The first thing I noticed while porting my tests over is that our parser currently doesn’t recognize a cue with no payload as a cue! According to the spec (as of this post date: December 11, 2012):

A WebVTT cue consists of the following components, in the given order:

  1. Optionally, a WebVTT cue identifier followed by a WebVTT line terminator.
  2. WebVTT cue timings.
  3. Optionally, one or more U+0020 SPACE characters or U+0009 CHARACTER TABULATION (tab) characters followed by WebVTT cue settings.
  4. A WebVTT line terminator.
  5. The cue payload: either WebVTT cue text, WebVTT chapter title text, or WebVTT metadata text, but it must not contain the substring “–>” (U+002D HYPHEN-MINUS, U+002D HYPHEN-MINUS, U+003E GREATER-THAN SIGN).

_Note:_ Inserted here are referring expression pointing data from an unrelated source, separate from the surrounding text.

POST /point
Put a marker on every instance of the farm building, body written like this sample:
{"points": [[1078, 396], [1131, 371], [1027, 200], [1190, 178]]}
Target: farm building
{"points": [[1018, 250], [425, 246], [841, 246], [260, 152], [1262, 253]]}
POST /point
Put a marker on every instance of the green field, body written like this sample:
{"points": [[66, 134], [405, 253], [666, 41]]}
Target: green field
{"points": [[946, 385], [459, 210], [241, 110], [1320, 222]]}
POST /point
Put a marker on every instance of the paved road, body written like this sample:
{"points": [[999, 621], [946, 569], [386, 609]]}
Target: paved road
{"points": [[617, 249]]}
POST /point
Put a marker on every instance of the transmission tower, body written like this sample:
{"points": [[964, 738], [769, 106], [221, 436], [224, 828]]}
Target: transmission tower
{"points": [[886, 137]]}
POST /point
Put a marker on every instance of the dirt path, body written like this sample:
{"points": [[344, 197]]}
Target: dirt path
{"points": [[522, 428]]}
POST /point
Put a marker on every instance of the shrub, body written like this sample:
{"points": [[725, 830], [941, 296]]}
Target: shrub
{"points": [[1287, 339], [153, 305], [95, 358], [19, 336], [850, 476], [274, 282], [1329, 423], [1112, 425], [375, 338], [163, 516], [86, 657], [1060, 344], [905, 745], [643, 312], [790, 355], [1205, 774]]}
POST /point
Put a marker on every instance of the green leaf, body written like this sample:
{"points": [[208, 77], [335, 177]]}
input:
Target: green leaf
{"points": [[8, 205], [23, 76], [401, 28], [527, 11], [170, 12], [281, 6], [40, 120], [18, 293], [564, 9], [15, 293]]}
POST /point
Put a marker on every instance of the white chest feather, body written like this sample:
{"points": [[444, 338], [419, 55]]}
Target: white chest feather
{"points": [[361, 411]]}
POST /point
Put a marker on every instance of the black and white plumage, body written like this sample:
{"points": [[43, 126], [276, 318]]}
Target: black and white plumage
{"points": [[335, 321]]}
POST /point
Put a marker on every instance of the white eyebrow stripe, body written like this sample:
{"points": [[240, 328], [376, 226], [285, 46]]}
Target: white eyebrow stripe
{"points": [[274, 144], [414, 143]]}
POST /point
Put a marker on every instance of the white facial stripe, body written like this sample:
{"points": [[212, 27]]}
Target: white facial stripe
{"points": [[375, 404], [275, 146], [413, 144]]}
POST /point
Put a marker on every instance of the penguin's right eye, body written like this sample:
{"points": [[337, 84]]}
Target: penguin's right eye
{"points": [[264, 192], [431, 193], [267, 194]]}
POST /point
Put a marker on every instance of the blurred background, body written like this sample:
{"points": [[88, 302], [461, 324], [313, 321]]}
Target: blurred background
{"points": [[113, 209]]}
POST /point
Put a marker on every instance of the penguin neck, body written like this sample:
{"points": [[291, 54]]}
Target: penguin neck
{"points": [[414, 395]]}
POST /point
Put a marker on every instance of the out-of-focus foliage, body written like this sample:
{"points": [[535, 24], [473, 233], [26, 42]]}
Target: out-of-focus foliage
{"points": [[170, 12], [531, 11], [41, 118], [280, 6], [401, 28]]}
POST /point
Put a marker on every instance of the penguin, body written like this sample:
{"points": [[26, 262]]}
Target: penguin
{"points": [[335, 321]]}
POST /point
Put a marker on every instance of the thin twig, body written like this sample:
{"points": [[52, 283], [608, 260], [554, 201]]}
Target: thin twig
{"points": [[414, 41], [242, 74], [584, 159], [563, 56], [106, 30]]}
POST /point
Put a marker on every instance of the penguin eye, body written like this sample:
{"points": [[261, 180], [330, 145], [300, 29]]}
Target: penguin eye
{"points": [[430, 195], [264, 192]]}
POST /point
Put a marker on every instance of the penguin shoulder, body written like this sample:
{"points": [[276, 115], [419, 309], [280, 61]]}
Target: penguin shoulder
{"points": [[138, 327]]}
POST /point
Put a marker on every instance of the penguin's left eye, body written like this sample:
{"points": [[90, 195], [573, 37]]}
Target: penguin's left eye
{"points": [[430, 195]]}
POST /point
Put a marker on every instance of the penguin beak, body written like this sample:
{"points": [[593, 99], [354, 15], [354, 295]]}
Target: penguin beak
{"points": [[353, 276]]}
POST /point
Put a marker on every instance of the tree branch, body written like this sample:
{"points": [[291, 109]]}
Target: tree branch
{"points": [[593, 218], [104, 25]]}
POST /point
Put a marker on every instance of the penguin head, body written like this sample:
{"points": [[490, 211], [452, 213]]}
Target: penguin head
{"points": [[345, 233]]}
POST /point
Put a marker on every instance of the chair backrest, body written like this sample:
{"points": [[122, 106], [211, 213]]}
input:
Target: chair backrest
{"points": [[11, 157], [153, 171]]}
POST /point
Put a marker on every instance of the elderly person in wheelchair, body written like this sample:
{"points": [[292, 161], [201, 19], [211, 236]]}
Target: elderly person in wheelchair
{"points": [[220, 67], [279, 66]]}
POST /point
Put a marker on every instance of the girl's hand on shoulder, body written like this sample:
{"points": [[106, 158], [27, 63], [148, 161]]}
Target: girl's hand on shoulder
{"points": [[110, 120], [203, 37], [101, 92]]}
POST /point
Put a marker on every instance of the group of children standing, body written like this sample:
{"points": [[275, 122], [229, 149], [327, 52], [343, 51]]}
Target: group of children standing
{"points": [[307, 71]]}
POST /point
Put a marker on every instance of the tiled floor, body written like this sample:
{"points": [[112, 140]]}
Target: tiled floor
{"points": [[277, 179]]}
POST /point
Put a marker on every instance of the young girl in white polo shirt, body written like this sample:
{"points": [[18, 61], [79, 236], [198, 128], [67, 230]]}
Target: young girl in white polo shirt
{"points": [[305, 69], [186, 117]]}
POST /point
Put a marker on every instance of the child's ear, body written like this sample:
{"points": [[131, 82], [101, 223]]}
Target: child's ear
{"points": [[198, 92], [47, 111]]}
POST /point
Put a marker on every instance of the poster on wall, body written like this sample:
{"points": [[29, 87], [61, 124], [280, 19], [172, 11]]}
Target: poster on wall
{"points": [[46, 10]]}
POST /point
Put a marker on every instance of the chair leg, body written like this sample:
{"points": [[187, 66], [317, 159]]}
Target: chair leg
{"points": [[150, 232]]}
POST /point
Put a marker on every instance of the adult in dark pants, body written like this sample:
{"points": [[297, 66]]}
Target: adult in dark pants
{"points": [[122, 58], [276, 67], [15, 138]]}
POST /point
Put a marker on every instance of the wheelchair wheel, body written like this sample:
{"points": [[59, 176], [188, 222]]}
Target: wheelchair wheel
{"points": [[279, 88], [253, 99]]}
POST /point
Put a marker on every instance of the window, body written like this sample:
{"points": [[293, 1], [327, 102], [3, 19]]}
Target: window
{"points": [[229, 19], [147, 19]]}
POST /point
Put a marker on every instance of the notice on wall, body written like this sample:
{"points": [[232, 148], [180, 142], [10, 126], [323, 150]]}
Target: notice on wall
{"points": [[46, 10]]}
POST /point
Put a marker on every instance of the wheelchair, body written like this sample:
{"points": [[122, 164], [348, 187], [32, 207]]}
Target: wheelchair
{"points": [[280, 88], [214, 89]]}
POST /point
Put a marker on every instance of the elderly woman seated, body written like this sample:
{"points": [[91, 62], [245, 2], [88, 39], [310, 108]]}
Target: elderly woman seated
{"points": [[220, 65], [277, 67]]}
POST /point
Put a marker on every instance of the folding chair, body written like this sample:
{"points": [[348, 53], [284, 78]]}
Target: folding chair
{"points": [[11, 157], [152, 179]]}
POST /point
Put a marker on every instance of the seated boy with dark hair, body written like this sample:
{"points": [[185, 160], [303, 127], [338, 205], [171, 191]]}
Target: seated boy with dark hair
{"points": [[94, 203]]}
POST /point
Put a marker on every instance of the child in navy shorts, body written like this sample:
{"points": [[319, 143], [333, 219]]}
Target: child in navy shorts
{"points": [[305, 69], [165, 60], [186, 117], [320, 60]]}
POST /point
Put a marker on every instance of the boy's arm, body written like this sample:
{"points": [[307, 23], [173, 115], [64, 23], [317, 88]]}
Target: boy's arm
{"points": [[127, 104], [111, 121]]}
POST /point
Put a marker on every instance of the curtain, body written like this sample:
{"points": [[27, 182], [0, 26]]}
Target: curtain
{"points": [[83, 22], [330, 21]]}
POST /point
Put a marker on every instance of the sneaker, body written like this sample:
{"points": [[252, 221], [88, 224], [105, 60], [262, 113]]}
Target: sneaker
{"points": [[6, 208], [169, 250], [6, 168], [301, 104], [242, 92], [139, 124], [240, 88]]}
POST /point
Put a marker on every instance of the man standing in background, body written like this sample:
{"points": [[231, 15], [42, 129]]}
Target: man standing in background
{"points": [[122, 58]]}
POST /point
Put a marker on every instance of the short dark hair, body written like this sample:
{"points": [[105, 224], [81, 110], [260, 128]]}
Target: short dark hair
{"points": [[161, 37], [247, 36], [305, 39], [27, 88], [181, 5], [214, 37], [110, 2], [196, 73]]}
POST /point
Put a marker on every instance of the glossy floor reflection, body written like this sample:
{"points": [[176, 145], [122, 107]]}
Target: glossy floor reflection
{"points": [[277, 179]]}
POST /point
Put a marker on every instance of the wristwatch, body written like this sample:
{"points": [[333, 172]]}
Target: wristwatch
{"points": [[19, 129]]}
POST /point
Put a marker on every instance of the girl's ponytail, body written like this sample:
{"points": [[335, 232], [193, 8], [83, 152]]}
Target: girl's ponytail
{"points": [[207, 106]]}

Since the components that make up a cue payload (cue text, chapter title text or metadata) are optional, a WebVTT file can be as simple as the following:

WEBVTT

00:01.000 –> 00:02.000

When we wrote these tests against the validator in September, this was considered valid. The WebVTT spec considers it valid. However, our parser is currently not seeing it as a cue. This is an issue that we’ll have to fix next semester. I find it fascinating that converting such a simple test, a task I thought would be walk-in-the-park, ended shedding some light on where our parser is currently falling short. Testing is fun!

Another test which seemed to break the parser was this one:

WEBVTT

00/00/000 –> 00:00.001

This causes a segmentation fault. I guess the parser isn’t expecting strange characters. In fact, anything the parser doesn’t expect seems to break here. If my timestamp looks like 00:ee:32n, boom! Segfault. This has been fixed recently from what I’ve heard so I’ll have to post a follow up soon.